Explore popular quotes and sayings by a Danish actor Kim Bodnia.
Last updated on December 22, 2024.
Kim Bodnia is a Danish actor, writer, and director. He became widely known for his role as police detective Martin Rohde in the Scandinavian crime drama series The Bridge. He became internationally known for his lead role as drug dealer Frank in Nicolas Winding Refn's 1996 directorial debut Pusher. Today he is best known as Konstantin in Phoebe Waller-Bridge's 2018 BBC America spy thriller TV series Killing Eve.
At 14 I was the fastest runner in Denmark. I was nearly a professional goalkeeper. I could have been the rival of Peter Schmeichel.
Barcelona is a beautiful city. I love the buildings and the architecture and always enjoy being close to that. It makes sense as an art person to work in places like that, it always feels nice and creative.
As an art person, I think all television changed me a lot.
Killing Eve' was kind of the road for me as an art person, where you have this opportunity to work with so many different writers, so many different directors, and so many actors at the same time.

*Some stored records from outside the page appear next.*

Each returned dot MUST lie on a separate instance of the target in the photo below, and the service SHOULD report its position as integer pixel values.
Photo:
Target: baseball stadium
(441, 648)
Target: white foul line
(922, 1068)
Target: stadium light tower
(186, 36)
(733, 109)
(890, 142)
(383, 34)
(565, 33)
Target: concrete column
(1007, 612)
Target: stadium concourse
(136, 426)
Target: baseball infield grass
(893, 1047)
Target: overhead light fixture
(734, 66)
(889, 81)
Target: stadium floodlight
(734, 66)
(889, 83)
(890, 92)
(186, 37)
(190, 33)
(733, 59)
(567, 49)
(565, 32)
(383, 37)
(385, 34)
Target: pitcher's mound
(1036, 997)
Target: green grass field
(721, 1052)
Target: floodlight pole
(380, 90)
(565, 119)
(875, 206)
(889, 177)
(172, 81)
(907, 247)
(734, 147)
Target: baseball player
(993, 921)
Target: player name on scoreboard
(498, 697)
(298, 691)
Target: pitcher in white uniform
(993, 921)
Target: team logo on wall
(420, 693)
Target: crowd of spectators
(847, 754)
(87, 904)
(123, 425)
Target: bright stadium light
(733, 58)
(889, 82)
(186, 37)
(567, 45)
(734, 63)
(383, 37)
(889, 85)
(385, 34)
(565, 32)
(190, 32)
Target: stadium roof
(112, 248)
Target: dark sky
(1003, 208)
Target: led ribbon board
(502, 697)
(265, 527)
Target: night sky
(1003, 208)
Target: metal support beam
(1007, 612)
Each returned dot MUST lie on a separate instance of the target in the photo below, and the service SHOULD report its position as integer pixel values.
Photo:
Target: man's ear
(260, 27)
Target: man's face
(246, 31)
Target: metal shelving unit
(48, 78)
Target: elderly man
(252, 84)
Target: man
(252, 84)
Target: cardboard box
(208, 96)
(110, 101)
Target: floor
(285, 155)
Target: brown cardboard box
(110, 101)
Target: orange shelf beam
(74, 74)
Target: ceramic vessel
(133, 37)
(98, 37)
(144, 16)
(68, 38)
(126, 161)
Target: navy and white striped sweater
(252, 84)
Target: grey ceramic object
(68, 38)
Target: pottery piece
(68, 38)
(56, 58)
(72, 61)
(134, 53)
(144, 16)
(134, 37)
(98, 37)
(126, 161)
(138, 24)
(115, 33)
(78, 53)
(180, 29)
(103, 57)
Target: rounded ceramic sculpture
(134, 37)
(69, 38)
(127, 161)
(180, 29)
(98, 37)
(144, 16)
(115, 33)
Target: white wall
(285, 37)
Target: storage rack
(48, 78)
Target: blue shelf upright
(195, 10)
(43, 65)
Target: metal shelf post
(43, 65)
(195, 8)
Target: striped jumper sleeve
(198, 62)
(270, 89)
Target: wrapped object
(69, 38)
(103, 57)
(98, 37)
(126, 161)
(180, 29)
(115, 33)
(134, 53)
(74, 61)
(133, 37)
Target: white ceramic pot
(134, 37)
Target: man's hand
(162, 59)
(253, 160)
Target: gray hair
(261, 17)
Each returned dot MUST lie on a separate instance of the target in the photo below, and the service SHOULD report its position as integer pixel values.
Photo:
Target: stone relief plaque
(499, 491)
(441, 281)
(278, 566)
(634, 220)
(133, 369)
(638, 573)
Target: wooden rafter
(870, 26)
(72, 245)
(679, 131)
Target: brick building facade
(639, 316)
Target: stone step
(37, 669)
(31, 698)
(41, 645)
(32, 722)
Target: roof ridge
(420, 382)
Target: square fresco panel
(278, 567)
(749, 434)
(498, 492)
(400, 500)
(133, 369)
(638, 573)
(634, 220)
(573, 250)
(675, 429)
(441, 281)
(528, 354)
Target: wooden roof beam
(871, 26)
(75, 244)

I never judge the characters I'm asked to play, and I don't need to feel that they are a part of me.
The knowledge you have through so much shooting, so much work you do, you develop yourself very fast. And because of the success of 'Killing Eve', it moves on to another level and the possibility to get more jobs.
I love food and lots of my friends are chefs. I love dishes from my Russian-Polish Jewish heritage. I like to make a big pot of meat and vegetable soup, and for dessert it's anything with chocolate.
I live in a house in a forest about 20 minutes out of Copenhagen, with my actress wife Rikke and my four children - my son Louis, 20, from a previous relationship, and our three: Charlie, ten, Miles, eight, and Nomi, six.
I can build a house with my bare hands. In my late teens I was in a band with my friend Henrik, and his builder father thought we needed something to fall back on, so he taught us carpentry and bricklaying and we built a house over two years.
The Swedes got there first - their dramas were always the darkest and most upsetting, and we used to love them when I was growing up in Denmark. Now us Danes have caught up.
Everybody knows how important clothes are, for yourself as a person, and of course for a character it is the same. It's everything.
I'm half-Russian, half-Polish and all Jewish.
We men we are so sensitive and we have been placed in a bad role. It's unfair that we're shown without tears, without feelings. My job is to change that stereotype.